At the beginning of September, I took on a part-time contractor job (as in “contracted position”, not as in “plumber”) and officially completed my transition from working “partly outside of the home” to working at home, full-time. (It’s full-time when you count all of the things I’ve got my grubby little paws on.)
I LOVE IT.
As in, I can’t even describe how much I love it.
As in, most of the time I don’t even feel like I’m working because I like what I’m doing so much.
As in, often I look up from my laptop and think, “I really need to quit fooling around and get to work!” BUT I AM ALREADY WORKING AND I JUST FORGOT.
Working from home is what I have always wanted to do, for as long as I can remember, and I am over-the-moon with excitement about this relatively new development.
That’s not to say everything is perfect and adjustments aren’t necessary.
Time management.
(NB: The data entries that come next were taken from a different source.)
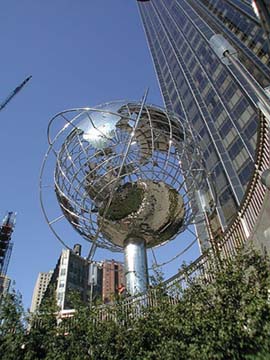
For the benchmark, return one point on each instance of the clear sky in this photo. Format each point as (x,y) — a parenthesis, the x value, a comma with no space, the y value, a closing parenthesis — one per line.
(81,53)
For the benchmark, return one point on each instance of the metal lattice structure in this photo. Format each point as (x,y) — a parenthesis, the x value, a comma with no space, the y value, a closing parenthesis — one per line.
(125,170)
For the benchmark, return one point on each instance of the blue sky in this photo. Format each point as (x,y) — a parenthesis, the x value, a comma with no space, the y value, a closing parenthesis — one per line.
(80,53)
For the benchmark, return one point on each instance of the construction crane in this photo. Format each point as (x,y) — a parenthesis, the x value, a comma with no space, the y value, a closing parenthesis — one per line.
(13,93)
(6,230)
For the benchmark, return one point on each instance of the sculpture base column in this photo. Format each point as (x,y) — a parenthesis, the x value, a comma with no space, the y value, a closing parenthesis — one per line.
(136,266)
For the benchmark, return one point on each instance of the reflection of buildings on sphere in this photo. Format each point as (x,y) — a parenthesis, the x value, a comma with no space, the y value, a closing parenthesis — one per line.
(126,177)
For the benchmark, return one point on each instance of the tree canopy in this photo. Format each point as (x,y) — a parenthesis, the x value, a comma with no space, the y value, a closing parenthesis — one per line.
(225,318)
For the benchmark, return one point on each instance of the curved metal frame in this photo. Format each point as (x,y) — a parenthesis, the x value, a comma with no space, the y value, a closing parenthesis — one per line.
(173,160)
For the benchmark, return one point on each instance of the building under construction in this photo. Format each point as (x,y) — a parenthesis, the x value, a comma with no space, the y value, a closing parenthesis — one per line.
(6,230)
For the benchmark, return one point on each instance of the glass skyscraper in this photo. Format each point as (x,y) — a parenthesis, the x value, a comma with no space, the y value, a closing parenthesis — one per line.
(214,98)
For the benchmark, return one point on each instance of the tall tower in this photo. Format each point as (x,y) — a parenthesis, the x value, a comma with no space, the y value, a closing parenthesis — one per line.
(214,98)
(39,289)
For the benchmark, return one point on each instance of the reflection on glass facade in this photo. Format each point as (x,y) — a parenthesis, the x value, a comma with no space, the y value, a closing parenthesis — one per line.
(196,85)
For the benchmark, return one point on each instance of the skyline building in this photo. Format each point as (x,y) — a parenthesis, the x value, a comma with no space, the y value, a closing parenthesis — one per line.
(212,97)
(93,281)
(41,285)
(70,275)
(4,284)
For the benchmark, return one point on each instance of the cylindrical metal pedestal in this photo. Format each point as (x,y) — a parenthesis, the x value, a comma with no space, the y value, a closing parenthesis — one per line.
(136,266)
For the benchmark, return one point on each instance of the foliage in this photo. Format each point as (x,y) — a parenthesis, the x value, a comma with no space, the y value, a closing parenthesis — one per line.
(11,326)
(225,318)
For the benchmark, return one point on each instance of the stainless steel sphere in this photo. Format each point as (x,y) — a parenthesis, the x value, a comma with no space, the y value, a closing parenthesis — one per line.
(124,171)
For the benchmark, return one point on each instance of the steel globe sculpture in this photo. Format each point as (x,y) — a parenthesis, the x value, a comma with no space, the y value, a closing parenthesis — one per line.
(126,174)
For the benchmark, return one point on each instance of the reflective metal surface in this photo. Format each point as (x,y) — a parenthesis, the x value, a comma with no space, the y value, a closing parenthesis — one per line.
(135,266)
(121,150)
(124,170)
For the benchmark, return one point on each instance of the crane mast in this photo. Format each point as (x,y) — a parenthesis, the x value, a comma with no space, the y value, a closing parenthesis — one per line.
(14,93)
(6,230)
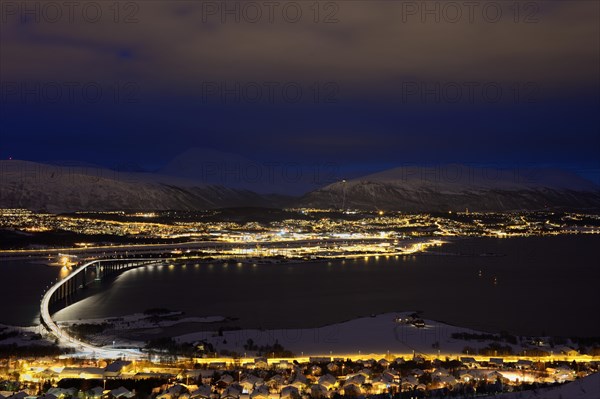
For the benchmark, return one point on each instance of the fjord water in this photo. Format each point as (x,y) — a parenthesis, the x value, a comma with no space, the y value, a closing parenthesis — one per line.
(529,286)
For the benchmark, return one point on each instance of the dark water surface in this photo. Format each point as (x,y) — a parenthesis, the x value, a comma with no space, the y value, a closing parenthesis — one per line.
(544,285)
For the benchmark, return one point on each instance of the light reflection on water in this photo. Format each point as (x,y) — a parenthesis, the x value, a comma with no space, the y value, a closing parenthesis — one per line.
(446,287)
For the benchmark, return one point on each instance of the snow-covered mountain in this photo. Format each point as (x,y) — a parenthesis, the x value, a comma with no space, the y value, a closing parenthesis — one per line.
(457,187)
(87,188)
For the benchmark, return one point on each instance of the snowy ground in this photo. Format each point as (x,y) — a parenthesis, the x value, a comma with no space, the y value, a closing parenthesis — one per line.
(585,388)
(379,334)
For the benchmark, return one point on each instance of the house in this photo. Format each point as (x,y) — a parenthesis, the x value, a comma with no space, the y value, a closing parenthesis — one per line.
(94,393)
(327,380)
(496,361)
(261,363)
(122,392)
(115,369)
(470,362)
(203,392)
(290,392)
(523,364)
(319,391)
(352,389)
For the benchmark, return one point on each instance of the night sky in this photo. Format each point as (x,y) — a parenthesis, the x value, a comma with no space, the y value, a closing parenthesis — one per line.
(357,85)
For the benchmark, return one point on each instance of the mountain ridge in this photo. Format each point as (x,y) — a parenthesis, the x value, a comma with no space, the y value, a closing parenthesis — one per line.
(60,188)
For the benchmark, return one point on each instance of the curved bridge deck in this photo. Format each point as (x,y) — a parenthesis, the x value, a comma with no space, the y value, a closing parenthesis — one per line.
(75,281)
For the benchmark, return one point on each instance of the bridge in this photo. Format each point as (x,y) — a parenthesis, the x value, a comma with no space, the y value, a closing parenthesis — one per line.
(58,295)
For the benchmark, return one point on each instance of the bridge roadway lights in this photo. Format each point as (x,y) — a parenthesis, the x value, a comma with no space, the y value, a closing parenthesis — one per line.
(67,287)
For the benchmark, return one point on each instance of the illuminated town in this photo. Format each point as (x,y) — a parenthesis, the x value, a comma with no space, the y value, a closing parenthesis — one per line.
(328,199)
(94,358)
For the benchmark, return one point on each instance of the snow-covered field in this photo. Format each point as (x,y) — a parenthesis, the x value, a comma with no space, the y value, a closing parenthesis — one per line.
(585,388)
(378,334)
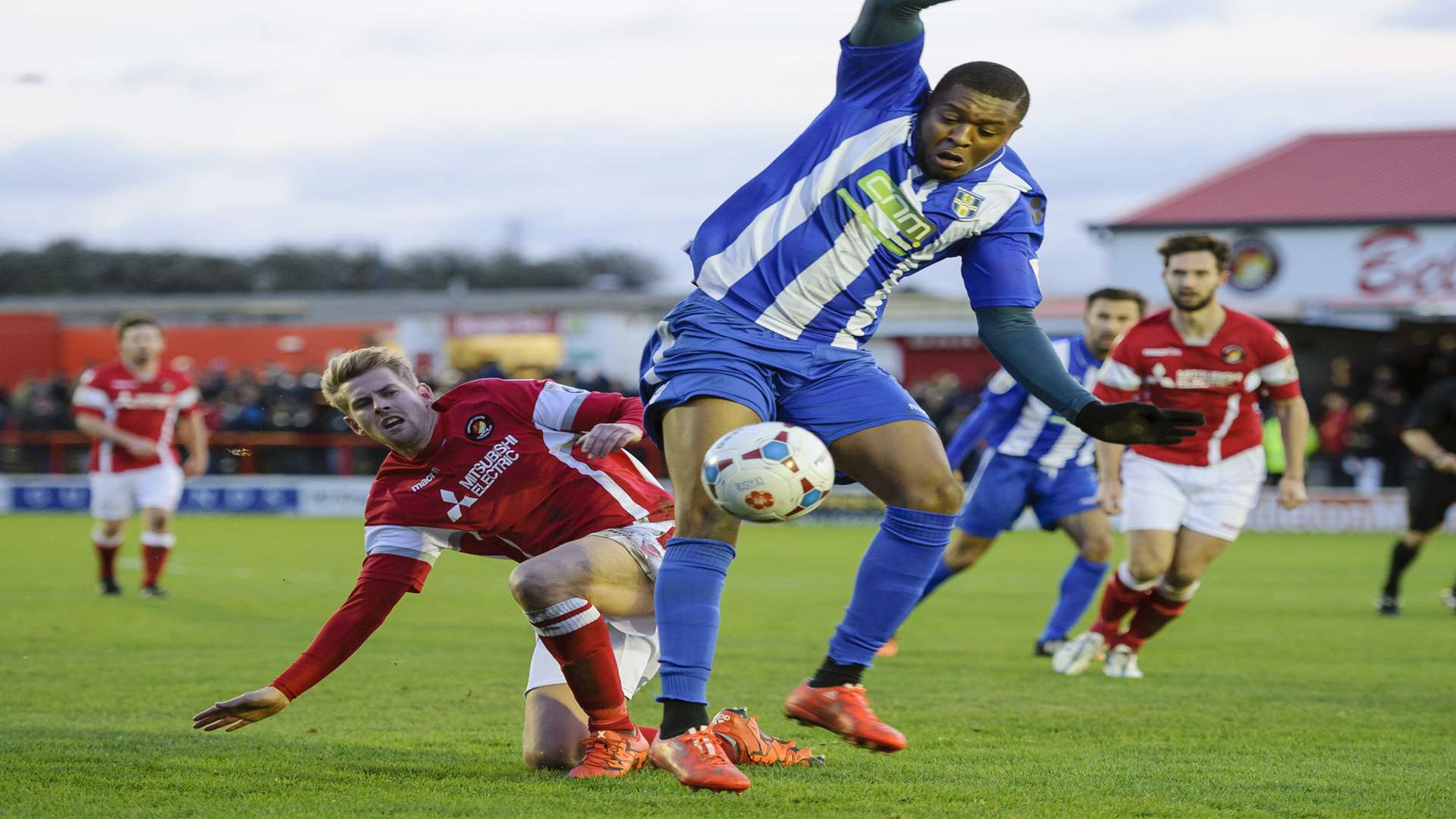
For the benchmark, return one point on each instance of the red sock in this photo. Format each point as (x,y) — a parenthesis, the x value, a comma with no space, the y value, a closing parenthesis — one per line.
(1152,614)
(1117,599)
(155,550)
(576,634)
(108,560)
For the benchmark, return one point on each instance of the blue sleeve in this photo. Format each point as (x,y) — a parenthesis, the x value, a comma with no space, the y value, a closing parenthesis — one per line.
(999,265)
(998,401)
(1012,335)
(881,77)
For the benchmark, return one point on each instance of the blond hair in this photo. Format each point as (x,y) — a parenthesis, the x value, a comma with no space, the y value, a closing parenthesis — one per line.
(348,366)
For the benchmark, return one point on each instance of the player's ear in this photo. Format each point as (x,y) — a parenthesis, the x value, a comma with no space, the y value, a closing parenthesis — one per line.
(353,425)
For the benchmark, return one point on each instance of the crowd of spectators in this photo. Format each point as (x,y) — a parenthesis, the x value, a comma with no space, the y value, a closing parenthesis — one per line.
(273,400)
(1357,411)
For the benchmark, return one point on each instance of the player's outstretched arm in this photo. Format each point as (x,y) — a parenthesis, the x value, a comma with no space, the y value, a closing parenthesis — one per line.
(1293,423)
(366,608)
(1014,338)
(887,22)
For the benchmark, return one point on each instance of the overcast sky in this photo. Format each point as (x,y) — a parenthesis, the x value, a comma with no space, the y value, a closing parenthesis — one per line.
(588,123)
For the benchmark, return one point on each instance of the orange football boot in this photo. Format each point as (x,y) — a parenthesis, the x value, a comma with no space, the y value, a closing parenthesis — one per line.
(612,754)
(696,758)
(843,710)
(746,744)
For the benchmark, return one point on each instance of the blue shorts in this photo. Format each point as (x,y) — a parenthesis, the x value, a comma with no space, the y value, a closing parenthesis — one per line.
(1005,484)
(705,349)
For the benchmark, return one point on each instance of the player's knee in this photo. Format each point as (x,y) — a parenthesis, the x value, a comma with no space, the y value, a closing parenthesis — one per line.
(533,588)
(965,551)
(705,519)
(938,496)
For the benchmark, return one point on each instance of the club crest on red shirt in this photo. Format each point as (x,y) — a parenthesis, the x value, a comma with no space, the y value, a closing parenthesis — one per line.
(479,428)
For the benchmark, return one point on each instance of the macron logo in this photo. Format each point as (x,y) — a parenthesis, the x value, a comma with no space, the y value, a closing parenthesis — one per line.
(459,503)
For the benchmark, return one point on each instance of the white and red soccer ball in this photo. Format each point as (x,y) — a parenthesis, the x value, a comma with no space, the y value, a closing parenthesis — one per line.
(767,472)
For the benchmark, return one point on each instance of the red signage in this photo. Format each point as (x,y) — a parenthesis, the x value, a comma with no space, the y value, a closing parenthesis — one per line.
(1394,262)
(501,324)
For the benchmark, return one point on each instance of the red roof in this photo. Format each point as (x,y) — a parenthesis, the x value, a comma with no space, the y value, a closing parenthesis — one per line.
(1323,178)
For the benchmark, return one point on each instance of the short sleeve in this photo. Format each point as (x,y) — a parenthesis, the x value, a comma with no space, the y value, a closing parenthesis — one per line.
(999,264)
(1277,369)
(419,542)
(881,77)
(88,397)
(557,406)
(1002,271)
(1120,378)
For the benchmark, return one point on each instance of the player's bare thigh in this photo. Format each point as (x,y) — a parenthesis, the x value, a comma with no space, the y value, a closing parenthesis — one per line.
(555,726)
(688,431)
(111,529)
(1193,556)
(156,519)
(903,464)
(1149,553)
(1092,532)
(596,569)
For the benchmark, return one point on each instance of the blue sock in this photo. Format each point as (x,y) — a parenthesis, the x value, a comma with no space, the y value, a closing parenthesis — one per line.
(1079,585)
(941,575)
(892,576)
(688,596)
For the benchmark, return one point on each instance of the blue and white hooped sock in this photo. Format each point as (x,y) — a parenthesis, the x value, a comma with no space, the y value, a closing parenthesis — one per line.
(892,577)
(688,596)
(1079,585)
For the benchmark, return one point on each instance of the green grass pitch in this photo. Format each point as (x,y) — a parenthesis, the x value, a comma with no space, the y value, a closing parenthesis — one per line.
(1279,694)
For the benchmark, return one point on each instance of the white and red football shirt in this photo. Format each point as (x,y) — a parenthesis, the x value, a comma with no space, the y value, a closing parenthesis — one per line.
(1222,379)
(503,477)
(142,407)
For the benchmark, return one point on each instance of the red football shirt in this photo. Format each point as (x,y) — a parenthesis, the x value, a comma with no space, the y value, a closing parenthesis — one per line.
(503,477)
(1222,379)
(147,409)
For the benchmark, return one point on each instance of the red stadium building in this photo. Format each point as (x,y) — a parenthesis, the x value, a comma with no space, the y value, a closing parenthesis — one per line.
(1326,226)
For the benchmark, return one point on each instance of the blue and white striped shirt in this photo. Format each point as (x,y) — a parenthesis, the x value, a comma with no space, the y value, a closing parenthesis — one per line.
(1018,425)
(813,245)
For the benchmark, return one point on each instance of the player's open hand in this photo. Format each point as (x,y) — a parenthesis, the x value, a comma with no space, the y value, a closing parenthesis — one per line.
(1292,493)
(604,439)
(1110,497)
(242,710)
(1138,423)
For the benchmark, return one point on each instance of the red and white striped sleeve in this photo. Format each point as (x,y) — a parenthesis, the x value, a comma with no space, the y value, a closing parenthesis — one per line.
(1120,378)
(89,397)
(573,410)
(1277,369)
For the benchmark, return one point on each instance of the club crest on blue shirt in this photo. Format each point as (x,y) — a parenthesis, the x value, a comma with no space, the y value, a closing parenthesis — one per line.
(965,203)
(479,428)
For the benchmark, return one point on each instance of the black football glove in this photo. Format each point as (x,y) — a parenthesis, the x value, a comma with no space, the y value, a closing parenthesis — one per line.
(1138,423)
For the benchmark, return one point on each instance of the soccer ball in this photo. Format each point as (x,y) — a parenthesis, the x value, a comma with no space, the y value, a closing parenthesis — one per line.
(767,472)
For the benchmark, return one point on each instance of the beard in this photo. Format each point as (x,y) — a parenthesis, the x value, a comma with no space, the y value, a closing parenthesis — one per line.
(1191,306)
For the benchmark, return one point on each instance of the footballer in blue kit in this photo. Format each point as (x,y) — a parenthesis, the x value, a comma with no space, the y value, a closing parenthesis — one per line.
(791,276)
(1036,458)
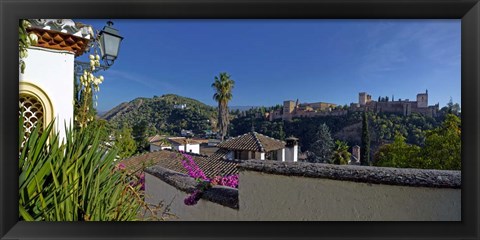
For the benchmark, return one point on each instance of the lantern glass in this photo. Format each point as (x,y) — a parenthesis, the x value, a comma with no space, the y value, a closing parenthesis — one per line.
(109,41)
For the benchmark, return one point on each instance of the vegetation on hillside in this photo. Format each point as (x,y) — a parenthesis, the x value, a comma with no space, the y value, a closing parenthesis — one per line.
(163,115)
(415,130)
(223,86)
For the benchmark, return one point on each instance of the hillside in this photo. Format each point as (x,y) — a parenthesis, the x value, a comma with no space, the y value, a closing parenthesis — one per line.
(167,114)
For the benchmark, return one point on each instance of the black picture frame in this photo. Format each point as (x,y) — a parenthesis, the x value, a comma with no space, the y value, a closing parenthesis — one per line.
(467,10)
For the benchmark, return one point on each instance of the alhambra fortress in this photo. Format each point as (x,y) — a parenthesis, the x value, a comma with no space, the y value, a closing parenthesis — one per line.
(292,109)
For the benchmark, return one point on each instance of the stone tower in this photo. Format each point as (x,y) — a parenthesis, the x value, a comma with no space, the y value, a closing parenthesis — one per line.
(422,100)
(288,107)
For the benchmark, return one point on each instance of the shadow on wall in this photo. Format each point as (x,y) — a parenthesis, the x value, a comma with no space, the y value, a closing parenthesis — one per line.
(271,190)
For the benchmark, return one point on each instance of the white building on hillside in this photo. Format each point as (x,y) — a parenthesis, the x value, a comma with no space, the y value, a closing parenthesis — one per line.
(254,145)
(47,83)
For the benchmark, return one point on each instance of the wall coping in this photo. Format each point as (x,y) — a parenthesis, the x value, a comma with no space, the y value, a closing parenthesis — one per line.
(222,195)
(366,174)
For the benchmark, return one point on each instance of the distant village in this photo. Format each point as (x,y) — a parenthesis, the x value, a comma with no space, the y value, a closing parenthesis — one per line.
(245,147)
(292,109)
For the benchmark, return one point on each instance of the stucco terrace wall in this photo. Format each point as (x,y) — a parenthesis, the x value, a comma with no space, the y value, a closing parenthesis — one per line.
(271,190)
(219,203)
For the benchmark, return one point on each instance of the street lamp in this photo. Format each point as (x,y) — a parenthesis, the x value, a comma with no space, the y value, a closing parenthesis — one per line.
(108,41)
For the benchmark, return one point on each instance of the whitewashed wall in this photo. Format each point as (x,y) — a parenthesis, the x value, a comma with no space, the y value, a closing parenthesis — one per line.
(195,148)
(277,197)
(53,72)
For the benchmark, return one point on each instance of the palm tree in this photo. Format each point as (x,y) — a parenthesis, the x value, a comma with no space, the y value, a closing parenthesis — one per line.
(223,86)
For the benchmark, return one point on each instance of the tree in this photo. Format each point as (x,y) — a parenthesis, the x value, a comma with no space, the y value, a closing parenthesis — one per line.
(443,145)
(398,154)
(442,149)
(341,155)
(365,146)
(322,147)
(452,108)
(124,142)
(223,86)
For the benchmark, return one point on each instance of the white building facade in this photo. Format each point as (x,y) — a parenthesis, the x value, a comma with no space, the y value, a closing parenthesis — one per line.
(46,87)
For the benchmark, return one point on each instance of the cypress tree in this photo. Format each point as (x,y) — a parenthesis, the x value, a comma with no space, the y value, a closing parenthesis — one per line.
(365,148)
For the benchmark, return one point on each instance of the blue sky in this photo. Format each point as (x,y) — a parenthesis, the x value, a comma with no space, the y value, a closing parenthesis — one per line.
(276,60)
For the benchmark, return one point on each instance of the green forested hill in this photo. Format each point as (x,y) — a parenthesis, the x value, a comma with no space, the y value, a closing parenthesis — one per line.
(161,114)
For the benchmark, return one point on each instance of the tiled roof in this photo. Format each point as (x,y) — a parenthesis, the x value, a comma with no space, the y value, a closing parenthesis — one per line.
(60,41)
(252,141)
(173,160)
(221,153)
(155,138)
(182,141)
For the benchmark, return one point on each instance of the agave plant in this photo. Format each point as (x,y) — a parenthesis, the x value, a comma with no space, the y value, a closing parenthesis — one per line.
(74,180)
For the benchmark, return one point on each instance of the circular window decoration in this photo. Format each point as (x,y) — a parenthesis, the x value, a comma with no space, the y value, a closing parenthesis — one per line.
(31,109)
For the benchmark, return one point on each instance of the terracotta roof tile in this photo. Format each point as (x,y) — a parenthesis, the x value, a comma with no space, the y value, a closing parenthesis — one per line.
(182,141)
(252,141)
(60,41)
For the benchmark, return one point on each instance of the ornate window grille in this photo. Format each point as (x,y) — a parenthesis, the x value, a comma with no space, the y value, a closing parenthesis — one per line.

It’s never been my strongest suit. (By a long shot.) I’m not the most disciplined person when it comes to sticking to a schedule, even if it means that I end up doing things the hard way.
I have big plans for managing my time, in theory. That is to say, I have big plans that aren’t really plans at all, just mental images of me getting all of my stuff done and giving myself a high five or a “YES! I DID IT!” here and there. (Those methods have actually worked for me in the past.)
But then I was talking to my sistuh-from-anuthuh-mutha Liz the other day (as we tend to do, you know) and she was telling me about HER big plans for time management, considering she has recently started a new at-home job too (yay!). Her plan is outlined on her blog, here.
Liz’s schedule looks like it’s going to work really well for her. I found myself very envious of her organizational skills but rather than sit and think, “I could never do that,” I decided to try and create the best schedule for me, one I could gradually put into place and truly follow. I thrive on the making of lists and schedules anyway. (Ask anyone who knows me personally: I often schedule things by the minute. It’s annoying, even to myself.)
In a perfect world, this is how my schedule would go:
~Get up by 6:00 a.m. (I’ve done this for years, and anyway, I’m usually already awake for the same reason Liz is.) (Now you really have to go read her post, don’t you? I mean, aren’t you even curious?)
~Robe on, teeth brushed, in the family room opening laptop by 6:05 a.m.
~Check email, Facebook, Twitter until 6:30 a.m. (6:45 at the latest. I said “in a perfect world”. Shut up.)
~Eat breakfast while doing some of my contractor work from 6:30-7:50 a.m.
~Put on workout clothes and leave for workout class at 8:00 a.m.
~Home at 10:00 a.m.
~Showered and dressed by 10:30 a.m.
~Contractor work until 12:30 p.m.
~Lunch until 1:00 p.m.
~The afternoon is when I would work on other projects, blog, and read blogs until time to make dinner.
So that sounds really good, right? Well, sure. Until I went out yesterday for two hours and walked around downtown Naperville.
I was on a mission and had a definite purpose for doing that, but as I savored the glorious day and the ability to be outside enjoying it, I thought “Aye, there’s the rub.” (<---Shakespeare. Impressed?)
If I want to get the most out of what I’ve always wanted to do (work at home), I can’t firmly stick to what I’ve always done (attempt to be hyper-rigid in my scheduling). Stepping out of my self-created box is going to have to become part of my new schedule.
Will I still attempt to follow the timeline I laid out up there? Yes.
Will I make it a point to create diversions (I’m not talking about you either, Facebook!) that are different from the norm and outside of the plan just because I can? Yes.
Lest you think I have done a “total 360” (degrees, that is), I haven’t. STICK WITH ME, PEOPLE. It’s all in the outlook.
I’m not sure how it’s all going to go down, but I do know this: I’m going to do my best to enjoy myself every step of the way.